«Sono gli insegnanti i veri eroi del nostro tempo», dice Antonio Albanese. Che ha interpretato proprio un insegnante in Un mondo a parte di Riccardo Milani, uno dei film più interessanti di questa stagione.
Nel film, Albanese è un maestro elementare che, da Roma, va a insegnare in un paesino sperduto nell’Abruzzo, fra i lupi e le montagne. In una scuola che stanno per chiudere, perché non ci sono abbastanza studenti. La sua prima reazione è una faccia alla «ma dove sono capitato?». Poi, attimo dopo attimo, scoprirà la bellezza, l’umanità di quella gente. E l’importanza cruciale, essenziale, del suo lavoro. La sintonia con i suoi allievi, che porta in giro fra le montagne, a sentire il respiro del mondo. Con lui, una strepitosa Virginia Raffaele, vicepreside di questa scuola che se ne sta appesa a un filo, piccola fiammella che sta per spegnersi, in un paese che – senza scuola – è destinato a morire.
Antonio Albanese ama questi ruoli. Ama raccontare personaggi minimali, piccoli eroi nascosti. Come nel suo film Cento domeniche, in cui interpreta un uomo onesto, lavoratore, schiacciato da investimenti sbagliati, fatti su consiglio della sua banca. Due storie di provincia, due storie a cui Albanese dà la sua grandissima umanità.
Il film racconta di un maestro che non vuole andarsene, che impara piano piano ad amare i suoi allievi, figli dimenticati della storia. Che cosa ha apprezzato di questo personaggio?
Tutto. La storia, il pensiero di rendere omaggio a una categoria così negletta, così dimenticata, così umiliata come quella degli insegnanti, che invece sono la base, la spina dorsale del nostro Paese. Senza la scuola non c’è crescita, non c’è cultura, non c’è sviluppo. Non c’è progresso, non c’è speranza. E questo film lo spiega benissimo, senza voler fare prediche a nessuno. Chi dimentica la scuola compie un errore gravissimo.

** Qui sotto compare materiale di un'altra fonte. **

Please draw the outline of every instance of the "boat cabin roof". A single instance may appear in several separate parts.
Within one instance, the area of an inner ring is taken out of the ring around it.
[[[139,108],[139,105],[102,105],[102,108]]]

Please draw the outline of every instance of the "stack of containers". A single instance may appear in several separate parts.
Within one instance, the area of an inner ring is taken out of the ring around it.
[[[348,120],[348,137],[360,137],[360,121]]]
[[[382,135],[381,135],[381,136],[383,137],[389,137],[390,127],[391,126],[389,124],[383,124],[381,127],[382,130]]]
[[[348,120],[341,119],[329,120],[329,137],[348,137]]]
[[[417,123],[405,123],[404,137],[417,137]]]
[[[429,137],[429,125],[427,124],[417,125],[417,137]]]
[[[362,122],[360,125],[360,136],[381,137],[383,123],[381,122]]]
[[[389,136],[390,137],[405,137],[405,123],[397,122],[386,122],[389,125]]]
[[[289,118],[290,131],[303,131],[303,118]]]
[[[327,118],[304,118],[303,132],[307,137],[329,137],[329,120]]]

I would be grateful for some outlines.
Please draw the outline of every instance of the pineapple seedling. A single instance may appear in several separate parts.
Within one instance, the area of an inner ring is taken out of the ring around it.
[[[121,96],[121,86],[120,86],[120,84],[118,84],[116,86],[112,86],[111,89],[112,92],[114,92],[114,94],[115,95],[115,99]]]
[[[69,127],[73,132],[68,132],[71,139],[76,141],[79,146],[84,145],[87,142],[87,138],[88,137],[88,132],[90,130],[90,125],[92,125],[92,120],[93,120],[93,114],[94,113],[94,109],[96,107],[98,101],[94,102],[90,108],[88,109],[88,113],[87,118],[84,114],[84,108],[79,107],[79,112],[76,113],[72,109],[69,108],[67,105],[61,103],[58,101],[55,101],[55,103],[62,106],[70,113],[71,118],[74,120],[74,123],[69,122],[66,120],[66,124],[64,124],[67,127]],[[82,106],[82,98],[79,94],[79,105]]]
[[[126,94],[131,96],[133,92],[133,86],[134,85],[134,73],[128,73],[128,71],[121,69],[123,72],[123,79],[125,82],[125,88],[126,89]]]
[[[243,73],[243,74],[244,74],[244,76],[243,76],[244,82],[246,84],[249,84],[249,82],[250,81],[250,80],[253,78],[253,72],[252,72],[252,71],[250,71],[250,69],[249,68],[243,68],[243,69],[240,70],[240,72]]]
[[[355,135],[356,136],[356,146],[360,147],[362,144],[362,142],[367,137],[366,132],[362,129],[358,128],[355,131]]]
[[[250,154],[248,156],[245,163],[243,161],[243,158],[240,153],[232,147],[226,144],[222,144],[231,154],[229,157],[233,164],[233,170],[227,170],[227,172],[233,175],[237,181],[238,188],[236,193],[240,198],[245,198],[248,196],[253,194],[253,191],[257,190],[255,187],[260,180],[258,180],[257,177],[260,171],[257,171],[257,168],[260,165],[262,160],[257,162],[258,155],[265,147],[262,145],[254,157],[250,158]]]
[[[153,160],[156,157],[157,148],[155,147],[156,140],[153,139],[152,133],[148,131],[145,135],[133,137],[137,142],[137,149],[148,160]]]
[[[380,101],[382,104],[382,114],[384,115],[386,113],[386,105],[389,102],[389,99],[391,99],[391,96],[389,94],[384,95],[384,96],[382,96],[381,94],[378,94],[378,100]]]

Che studente era, Albanese?
La mia maestra a volte era disperata: diciamo che ero un bambino piuttosto vivace. Abitando fra il lago e il bosco, a Olginate (in provincia di Lecco, ndr), era molto facile per me sentire la tentazione di andare all’aria aperta. Mi ricordo bene però una cosa: questa maestra, come tutti i maestri di allora, aveva una credibilità, un’autorità oggi troppo spesso perduta. Ho letto, poco tempo fa, del papà di un bambino che ha pestato a sangue un insegnante. E non è un caso isolato. Tira un’aria molto poco rassicurante.

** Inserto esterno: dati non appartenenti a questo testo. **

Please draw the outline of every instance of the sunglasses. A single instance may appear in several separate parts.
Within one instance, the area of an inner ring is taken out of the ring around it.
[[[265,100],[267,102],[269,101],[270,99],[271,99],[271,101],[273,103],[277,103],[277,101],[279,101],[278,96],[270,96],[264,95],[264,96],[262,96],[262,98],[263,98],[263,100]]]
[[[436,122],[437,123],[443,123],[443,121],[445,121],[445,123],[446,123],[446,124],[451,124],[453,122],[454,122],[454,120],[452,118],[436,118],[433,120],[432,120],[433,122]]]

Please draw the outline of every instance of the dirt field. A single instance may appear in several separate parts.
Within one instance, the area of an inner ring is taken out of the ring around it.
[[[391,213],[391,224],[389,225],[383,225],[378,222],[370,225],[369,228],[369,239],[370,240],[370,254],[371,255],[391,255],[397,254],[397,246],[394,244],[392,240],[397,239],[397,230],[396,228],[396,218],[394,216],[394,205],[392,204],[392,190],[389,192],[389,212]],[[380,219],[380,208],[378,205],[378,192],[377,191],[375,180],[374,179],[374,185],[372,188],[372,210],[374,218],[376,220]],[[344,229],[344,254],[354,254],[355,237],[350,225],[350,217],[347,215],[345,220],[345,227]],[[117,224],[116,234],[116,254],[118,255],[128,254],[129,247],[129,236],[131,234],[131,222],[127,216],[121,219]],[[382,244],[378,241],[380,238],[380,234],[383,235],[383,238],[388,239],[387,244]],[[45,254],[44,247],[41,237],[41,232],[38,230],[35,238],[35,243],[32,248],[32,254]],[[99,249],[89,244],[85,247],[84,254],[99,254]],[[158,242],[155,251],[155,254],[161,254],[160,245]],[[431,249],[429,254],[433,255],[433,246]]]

Avete incontrato dei maestri, per prepararvi al film?
Sì, molti. E molti di loro erano stupiti che finalmente si parlasse di loro. Si sentono dimenticati, e lo sono.
Che cosa ha pensato di questo mestiere?
Guardi, io ho lavorato in fabbrica, prima di fare l’attore. Pensavo che fosse un lavoro duro: ma avere a che fare con i bambini è ancora più pesante! Un giorno ho incontrato una ventina di scolari: dopo un’ora ero stremato!
È un mestiere pesante…
Ho capito che quello dell’insegnante è un lavoro meraviglioso e pesantissimo. E non finisce quando è finita l’ora in classe. Devi prepararti, studiare, farti venire delle idee, conoscere i bambini uno ad uno, conoscere le loro famiglie, i loro problemi. Il tutto per uno stipendio modesto. Spesso, con la complicazione di dover andare a insegnare in posti lontani, facendo chilometri da casa a scuola. Tutti i giorni, col sole, con la pioggia, con la nebbia. Ho capito che ci vuole un’immensa passione per farlo. Ancora di più, in una società che i maestri li comprende e li apprezza sempre di meno.